While some of these companies may very well partner with legitimate drilling companies, many will not.  They are just gambling with our public lands, hoping to flip their leases for a quick buck – and when leases sell for $2/acre, it’s house money they’re playing with and taxpayers who are losing.  These speculators will never step foot on their leases or bother reaching out to community leaders or property owners.  They’ll never stake a single well or make even one royalty payment to federal and state taxpayers.  Like the Utah real estate agent, they’re just here for the water.

Nah, Nevermind.

It’s an elegant system, if you’re an oil and gas company.  You don’t worry about doing much due diligence, because you’ve conscripted BLM employees into doing it for you.  And, of course, since there are no filing fees for oil and gas nominations, no penalties for nominating lands that don’t pass the sniff test and nominations can be made anonymously, you opt for a scattershot approach – a few nominations over here, a few more over there and so on.  And then you wait.  It’s no skin off your back because the heavy lifting falls to BLM – and anyone else who cares about keeping our western rivers clean, wildlife herds robust and national parks majestic.
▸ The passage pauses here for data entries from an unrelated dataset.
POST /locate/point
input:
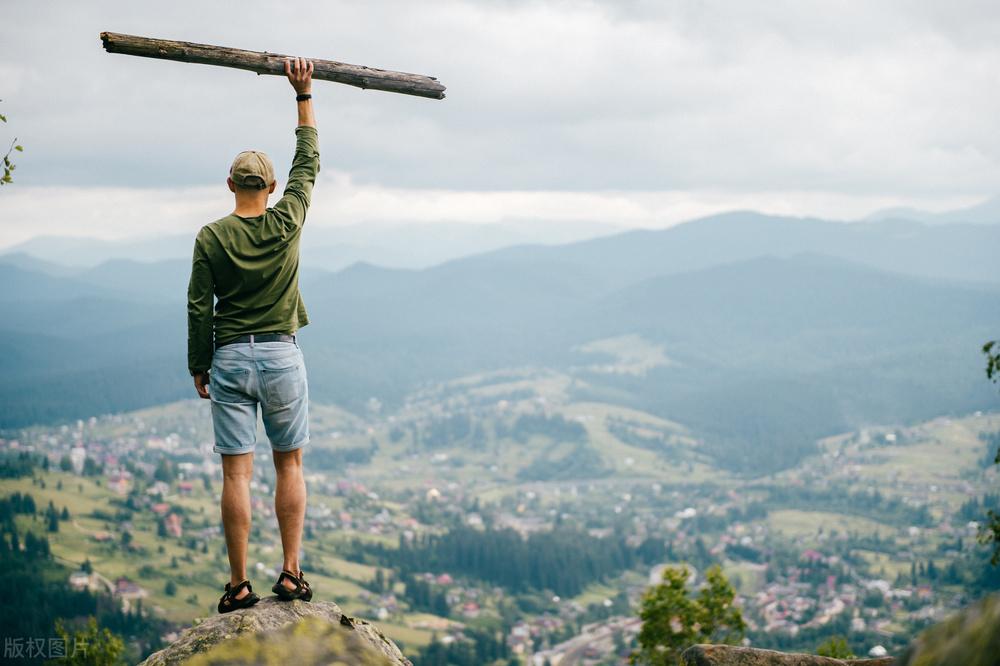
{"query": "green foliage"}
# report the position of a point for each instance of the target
(90, 646)
(989, 533)
(992, 351)
(836, 647)
(8, 163)
(673, 618)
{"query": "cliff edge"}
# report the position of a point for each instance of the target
(279, 632)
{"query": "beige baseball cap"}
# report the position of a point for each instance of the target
(253, 170)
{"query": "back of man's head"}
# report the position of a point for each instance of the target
(252, 170)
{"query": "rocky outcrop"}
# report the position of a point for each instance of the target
(971, 637)
(277, 632)
(729, 655)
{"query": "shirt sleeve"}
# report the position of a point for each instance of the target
(294, 202)
(201, 291)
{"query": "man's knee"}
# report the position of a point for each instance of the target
(239, 468)
(285, 461)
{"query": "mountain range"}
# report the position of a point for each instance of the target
(779, 330)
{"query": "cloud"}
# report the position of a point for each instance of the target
(877, 100)
(338, 200)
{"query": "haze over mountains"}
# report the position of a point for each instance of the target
(778, 331)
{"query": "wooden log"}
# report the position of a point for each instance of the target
(273, 63)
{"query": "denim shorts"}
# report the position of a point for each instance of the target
(272, 374)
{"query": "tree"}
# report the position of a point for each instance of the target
(673, 618)
(989, 533)
(8, 163)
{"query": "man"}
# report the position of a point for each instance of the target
(245, 353)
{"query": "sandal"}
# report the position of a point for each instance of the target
(301, 591)
(230, 602)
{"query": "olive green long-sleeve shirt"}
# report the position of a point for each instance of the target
(250, 265)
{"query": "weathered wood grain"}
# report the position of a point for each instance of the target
(273, 63)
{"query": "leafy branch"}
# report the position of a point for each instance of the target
(8, 163)
(990, 532)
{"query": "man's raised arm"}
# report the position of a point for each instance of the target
(305, 164)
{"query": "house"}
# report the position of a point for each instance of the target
(173, 524)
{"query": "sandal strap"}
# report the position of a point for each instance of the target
(300, 583)
(231, 591)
Some time passes and, well, maybe prices don’t come up like you’d hoped, or you’ve found better opportunities elsewhere.  So, on the day of the sale, even though it was you who nominated these lands for leasing, initiating a review process funded with federal tax dollars, you say – nah, nevermind and don’t bother showing up.  Sound far-fetched?  Nope – in fact, it’s so common that in 2015, the oil and gas industry bought less than 24 percent of the leases offered for sale by BLM – leases that the industry itself had asked for.

But, surely, it’s different now, given the cozy ties between the administration and the oil and gas industry?  Wrong again.  Here are results from the last three lease sales held by BLM:

STATE LEASES OFFERED FOR SALE BY BLM LEASES PURCHASED BY INDUSTRY % OF LEASES PURCHASED BY INDUSTRY
MT – June 13, 2017 156 49 31%
UT- June 13, 2017 20 8 40%
NV- June 14, 2017 106 3 3%
Total 282 60 21%

The problem isn’t a lack of opportunities – there’s obviously no shortage of those.  It’s the lack of a rational system for identifying public lands for oil and gas leasing – one that is driven not by the industry’s greed, but by what is best for our public lands and western communities.

[1] Data from BLM LR2000 – “Oil and Gas Leases Issued”, available at https://rptapp.blm.gov/menu.cfm?appCd=2.

[2] Data from Colorado Oil and Gas Conservation Commission, Montana Board of Oil & Gas, New Mexico Energy, Minerals and Natural Resources Department, Utah Division of Oil, Gas and Mining, and Wyoming Oil and Gas Conservation Commission.